メリットが多いリトラクタブルハードトップを新たに採用

さて、前置きが長くなったが、そのZ4が7年ぶりにフルモデルチェンジを受けた。ニューZ4の最大の変更点は、ルーフがキャンバスから金属製のリトラクタブルハードトップに変わったことである。

もちろん伝統的なロードスターの要素であるソフトトップが消えてしまうのは惜しいが、実は現在ドイツで販売されるオープンモデルのうち、リトラクタブルハードトップを装備している割合は59%と半数以上で、これがオープンモデルの増加を後押ししているのである。

ハードトップが好まれる理由はたくさんある。中でも高い耐候性、安全性、そして寿命の長さが選択要因となっている。マイナス要因はスタイルと重量増加くらいである。

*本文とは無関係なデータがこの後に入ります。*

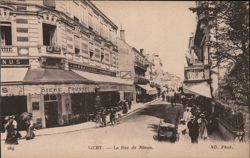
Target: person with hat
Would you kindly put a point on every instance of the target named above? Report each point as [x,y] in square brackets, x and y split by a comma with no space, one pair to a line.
[30,128]
[203,126]
[193,127]
[182,129]
[11,128]
[187,114]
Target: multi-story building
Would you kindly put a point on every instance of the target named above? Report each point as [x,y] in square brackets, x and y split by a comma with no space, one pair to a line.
[200,78]
[133,69]
[59,60]
[209,79]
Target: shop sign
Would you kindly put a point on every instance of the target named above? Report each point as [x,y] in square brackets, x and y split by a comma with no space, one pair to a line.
[58,89]
[12,90]
[107,87]
[12,62]
[91,69]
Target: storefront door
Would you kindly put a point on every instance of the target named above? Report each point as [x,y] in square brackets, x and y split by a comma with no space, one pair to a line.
[51,110]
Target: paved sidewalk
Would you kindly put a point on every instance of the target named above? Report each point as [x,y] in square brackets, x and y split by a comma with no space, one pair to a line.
[76,127]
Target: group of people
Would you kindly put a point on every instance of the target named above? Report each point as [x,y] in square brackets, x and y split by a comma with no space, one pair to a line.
[12,131]
[195,124]
[170,96]
[113,112]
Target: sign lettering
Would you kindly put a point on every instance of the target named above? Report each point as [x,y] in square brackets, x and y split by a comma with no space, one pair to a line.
[11,62]
[91,69]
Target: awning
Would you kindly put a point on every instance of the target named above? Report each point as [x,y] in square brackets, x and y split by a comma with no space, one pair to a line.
[102,78]
[12,75]
[202,89]
[148,88]
[57,76]
[107,83]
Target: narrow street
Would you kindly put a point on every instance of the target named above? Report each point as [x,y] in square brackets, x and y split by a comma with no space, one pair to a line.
[135,133]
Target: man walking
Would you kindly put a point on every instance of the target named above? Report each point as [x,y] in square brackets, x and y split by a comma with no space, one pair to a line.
[193,127]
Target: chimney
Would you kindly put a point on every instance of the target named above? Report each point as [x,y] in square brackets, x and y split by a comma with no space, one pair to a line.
[122,34]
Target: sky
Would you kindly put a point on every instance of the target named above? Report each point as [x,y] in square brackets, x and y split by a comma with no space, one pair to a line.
[161,27]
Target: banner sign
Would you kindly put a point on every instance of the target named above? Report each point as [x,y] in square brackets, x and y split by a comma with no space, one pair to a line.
[12,90]
[91,69]
[58,89]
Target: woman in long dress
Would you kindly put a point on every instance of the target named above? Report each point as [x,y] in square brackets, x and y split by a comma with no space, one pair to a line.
[10,127]
[203,127]
[30,129]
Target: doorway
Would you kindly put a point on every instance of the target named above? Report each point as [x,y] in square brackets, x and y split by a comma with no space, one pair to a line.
[51,110]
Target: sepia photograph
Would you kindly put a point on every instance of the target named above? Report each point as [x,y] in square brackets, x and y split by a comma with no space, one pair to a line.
[124,79]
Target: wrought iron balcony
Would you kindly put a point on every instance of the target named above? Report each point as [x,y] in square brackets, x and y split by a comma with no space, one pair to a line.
[6,49]
[140,65]
[140,80]
[196,73]
[52,50]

ところがニューZ4はこの2つのネガを取り払った。まずカッコがいい。もともとキャビンの小さなロードスターゆえに、ルーフ自体をコンパクトにすることが可能だ。そのおかげでフェラーリ・カリフォルニアのようにトランクリッドが異様に盛り上がるのを防いでいる。

さらに2分割のルーフは軽量アルミ製で、このコンパクトで薄く強固なメタルルーフのおかげで、サイドウインドウは40%、そしてリアウインドウは52%拡大され、周辺視界は14%改善されたそうだ。

このルーフの変更にともなって、ボディは148mm延長され幅が9mm広がり、そして8mm低くなった。しかしホイールベースに変更はない。

一方、デザインは大きく変わっている。アメリカのBMWデザインワークスに属する女性デザイナー、ジュリアンネ・ブラシーが提案したエクステリアは、前作より完成度が高く、彫刻的で躍動感がある。とくに大きく広がったキドニーグリル、フェンダーサイドにまで回り込んだボンネット、そして6シリーズを彷彿とさせるリアエンドも、Z4が成長したことを物語っている。

そして同じく女性のナディア・アーマウトが担当したインテリアも、エクステリアに呼応して高い品質感を醸し出している。レポーターは中央の4個の空調ダイアルを見たときに、Z8を思い出した。

画像: BMWオープンスポーツの頂点に存在したZ8に相通じるインテリアのデザイン。iDriveはZ4としては初採用。8.8インチのディスプレイはフェシア中央に格納されている。

BMWオープンスポーツの頂点に存在したZ8に相通じるインテリアのデザイン。iDriveはZ4としては初採用。8.8インチのディスプレイはフェシア中央に格納されている。